As the final exam approached the instructors asked his peers to go over the
exam he had written up to which they replied something like, "you can't give
this to your class, it's too hard and they will all fail and that will make
you look bad." The instructor was worried, decided his students could hack it
and gave them the exam despite of peer unease. Upon grading the exam, a higher
than "normal" proportion (as measured from years previous) of the class left
with higher grades and greater grasp of material.

Now hopefully someone knows what I'm talking about so I can re-read that
account.

------
lifeisstillgood
I am willing to bet a largeish sum of money that had such a test been around
for literacy sometime in 1870 when mass education in the uk started in
earnest, we would have found a double hump of people who had a consistent
mental model of sentence construction, story arcs, past and future tenses.

The fact almost everyone has same mental model now is down to very early age
education.

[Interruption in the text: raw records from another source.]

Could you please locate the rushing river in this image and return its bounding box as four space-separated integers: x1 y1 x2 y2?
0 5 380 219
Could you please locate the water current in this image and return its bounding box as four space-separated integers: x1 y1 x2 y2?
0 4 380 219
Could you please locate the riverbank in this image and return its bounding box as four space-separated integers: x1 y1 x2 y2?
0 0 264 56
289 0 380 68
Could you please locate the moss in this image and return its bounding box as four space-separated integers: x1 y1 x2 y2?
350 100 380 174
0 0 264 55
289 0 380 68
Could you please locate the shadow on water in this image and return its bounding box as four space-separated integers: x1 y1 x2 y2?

When your parents are literate you will be too.

It's possible this test could be done today in countries with terribly low
rates of literacy

------
neilk
I agree that there probably is a sharp distinction between people who can keep
very rigid rules in their head, and project forwards to anticipate what will
happen, and lastly also reason backwards from a desired state to figure out
the necessary instructions.

The question is whether this can be taught. When I read the study I see
another possible conclusion; that we haven't sufficiently prepared everyone
for the basic reality of computing -- that this is about arbitrary machine
rules, and how to think about them.

Some of us may come into the world having that 'mechanistic' worldview, or
perhaps some early experiences teach it to some earlier than others.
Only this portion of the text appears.